This is another updated and reposted piece from an old series of posts examining the purpose statement that scripture gives us regarding the death of Christ.
He himself bore our sins in his body on the tree, that we might die to sin and live to righteousness. By his wounds you have been healed. (1 Peter 2:24 ESV)
The purpose statement in this verse is “that we might die to sin and live to righteousness.” Christ’s death was designed to cause a change of behaviour in those to whom it is applied.
Christ took our sin upon himself when he died on the cross (a clear reference to the substitutional nature of his death), and this makes a new way of life a reality for us. From the ESV study notes for this verse:
Jesus’ death should lead to a profound change in the lives of believers, so that they now sever all ties with evil (die to sin) and devote themselves to living in a holy manner (live to righteousness).
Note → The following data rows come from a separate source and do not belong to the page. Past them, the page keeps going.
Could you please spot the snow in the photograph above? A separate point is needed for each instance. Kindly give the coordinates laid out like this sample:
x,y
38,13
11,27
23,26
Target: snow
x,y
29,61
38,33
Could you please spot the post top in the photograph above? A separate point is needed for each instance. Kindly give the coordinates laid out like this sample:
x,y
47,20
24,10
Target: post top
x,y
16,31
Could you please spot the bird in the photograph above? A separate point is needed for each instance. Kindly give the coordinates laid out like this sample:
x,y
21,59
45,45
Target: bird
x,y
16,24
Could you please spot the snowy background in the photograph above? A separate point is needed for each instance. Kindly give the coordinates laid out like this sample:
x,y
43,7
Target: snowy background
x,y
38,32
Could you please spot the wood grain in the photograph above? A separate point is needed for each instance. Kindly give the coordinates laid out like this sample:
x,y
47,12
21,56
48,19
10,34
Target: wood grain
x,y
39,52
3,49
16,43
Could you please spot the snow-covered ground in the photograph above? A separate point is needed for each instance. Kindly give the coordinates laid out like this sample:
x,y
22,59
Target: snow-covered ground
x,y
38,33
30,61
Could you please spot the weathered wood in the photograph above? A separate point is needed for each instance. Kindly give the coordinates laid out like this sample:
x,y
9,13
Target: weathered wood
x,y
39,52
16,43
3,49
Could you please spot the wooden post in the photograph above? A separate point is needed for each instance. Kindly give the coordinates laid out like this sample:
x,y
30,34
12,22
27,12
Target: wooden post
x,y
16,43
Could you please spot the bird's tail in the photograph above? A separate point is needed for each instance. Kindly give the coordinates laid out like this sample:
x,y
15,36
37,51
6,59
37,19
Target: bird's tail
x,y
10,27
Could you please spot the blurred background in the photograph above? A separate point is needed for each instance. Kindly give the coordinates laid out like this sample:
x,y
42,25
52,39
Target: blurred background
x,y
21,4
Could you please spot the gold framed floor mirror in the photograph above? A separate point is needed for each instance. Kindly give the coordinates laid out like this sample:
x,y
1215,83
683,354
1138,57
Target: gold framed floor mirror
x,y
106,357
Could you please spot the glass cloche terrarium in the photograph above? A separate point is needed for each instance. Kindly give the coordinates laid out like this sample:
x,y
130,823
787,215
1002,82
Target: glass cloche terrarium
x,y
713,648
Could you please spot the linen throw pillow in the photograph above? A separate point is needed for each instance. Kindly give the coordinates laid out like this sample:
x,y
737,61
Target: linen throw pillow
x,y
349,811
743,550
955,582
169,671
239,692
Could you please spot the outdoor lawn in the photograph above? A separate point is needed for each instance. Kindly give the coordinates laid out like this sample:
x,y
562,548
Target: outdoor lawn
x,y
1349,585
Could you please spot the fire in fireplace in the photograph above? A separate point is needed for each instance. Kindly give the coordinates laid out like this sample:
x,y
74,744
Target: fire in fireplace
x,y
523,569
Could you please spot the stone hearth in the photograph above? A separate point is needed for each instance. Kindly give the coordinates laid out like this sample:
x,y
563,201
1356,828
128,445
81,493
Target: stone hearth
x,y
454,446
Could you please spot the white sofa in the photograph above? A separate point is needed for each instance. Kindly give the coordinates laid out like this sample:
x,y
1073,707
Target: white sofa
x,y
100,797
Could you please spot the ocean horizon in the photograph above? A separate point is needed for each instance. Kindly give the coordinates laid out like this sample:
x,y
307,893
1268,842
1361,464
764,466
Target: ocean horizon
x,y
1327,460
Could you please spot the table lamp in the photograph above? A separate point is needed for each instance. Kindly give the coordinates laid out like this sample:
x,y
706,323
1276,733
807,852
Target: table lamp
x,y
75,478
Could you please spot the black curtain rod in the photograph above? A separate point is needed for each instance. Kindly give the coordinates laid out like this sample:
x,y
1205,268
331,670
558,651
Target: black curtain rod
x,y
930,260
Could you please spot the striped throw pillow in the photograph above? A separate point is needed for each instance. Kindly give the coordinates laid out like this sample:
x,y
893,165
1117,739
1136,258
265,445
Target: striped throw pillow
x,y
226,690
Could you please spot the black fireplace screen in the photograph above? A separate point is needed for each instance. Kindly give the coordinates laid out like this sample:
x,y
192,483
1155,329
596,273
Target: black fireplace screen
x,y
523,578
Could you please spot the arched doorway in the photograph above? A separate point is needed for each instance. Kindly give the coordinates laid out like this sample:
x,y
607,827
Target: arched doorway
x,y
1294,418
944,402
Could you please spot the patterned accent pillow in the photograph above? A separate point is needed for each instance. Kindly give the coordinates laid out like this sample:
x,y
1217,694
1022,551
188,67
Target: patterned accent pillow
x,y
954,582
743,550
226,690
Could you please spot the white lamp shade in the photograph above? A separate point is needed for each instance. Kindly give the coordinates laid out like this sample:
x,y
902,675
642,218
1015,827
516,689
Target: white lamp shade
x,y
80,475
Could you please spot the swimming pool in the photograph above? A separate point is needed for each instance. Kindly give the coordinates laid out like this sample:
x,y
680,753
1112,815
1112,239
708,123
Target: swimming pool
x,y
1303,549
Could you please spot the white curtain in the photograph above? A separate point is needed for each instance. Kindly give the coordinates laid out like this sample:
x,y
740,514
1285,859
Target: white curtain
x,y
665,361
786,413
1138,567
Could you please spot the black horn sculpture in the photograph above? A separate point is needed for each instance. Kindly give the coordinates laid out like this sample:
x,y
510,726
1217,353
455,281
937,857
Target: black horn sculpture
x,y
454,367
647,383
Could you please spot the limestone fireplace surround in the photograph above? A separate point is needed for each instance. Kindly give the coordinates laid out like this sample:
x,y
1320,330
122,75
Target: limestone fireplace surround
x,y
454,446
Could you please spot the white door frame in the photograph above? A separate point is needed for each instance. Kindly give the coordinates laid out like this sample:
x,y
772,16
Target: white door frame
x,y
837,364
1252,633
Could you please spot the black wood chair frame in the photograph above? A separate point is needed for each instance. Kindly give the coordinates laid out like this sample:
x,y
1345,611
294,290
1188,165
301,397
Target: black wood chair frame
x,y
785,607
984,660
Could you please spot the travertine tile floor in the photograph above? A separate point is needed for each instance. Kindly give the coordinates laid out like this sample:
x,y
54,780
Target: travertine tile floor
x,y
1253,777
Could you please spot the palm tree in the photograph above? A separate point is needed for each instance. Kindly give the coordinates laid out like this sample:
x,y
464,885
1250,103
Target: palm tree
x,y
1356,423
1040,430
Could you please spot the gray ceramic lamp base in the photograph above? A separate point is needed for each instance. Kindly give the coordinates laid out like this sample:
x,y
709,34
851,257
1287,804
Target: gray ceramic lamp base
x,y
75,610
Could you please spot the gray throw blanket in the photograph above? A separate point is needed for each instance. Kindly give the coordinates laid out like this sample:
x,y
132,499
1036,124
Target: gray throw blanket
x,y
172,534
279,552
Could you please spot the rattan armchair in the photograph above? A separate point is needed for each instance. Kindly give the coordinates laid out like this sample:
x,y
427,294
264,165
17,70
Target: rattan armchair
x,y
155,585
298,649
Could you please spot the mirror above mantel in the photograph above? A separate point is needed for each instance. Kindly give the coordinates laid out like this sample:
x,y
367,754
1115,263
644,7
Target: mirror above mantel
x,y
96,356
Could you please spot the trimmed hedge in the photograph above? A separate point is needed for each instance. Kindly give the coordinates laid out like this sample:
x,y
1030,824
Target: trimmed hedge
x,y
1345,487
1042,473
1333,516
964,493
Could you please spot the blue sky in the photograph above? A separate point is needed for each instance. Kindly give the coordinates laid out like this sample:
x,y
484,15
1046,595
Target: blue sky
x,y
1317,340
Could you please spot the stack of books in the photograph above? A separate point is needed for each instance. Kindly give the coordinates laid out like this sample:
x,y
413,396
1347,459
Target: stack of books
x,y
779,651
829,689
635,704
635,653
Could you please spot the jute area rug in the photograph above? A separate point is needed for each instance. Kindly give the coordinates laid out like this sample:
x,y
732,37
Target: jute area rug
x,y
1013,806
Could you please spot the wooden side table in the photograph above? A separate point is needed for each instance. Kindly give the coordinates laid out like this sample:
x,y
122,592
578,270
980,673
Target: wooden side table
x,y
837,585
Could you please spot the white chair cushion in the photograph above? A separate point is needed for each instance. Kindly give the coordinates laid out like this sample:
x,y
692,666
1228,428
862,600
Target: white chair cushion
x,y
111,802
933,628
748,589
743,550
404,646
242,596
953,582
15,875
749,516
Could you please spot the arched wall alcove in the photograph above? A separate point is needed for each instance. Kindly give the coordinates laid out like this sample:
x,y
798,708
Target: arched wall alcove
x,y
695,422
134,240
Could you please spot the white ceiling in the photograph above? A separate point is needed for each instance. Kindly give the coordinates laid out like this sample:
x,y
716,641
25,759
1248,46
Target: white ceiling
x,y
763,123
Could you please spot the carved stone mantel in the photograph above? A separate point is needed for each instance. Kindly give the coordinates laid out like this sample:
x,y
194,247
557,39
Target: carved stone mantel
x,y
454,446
Because Jesus died in our place, sin no longer has power over us and so we begin to live righteously. Another scriptural way to express this is to say that those who die with Christ — or those for whom Christ died — rise with him to new life, a life in the Spirit (see Romans 6:1-10).
Some people use this verse to prove that Christ’s death brings us physical healing, but I don’t think that’s the kind of healing Peter had in mind. “By whose wounds you have been healed” is sandwiched between two statements about spiritual change — living to righteousness, and returning ‘to the Shepherd and Overseer of your souls.” The healing refered to is not physical, but spiritual.1 It is freedom from sin’s power resulting in a new righteous way of life, and this inner healing that works righteous behavior is one of the planned consequences of Christ’s death.
Another purpose of Christ’s death is to cause those united with him to stop sinning and live righteously.
1Although this verse does not refer to physical healing, Christ’s death does result in physical healing for those united with him. This will happen in the future when they are glorified.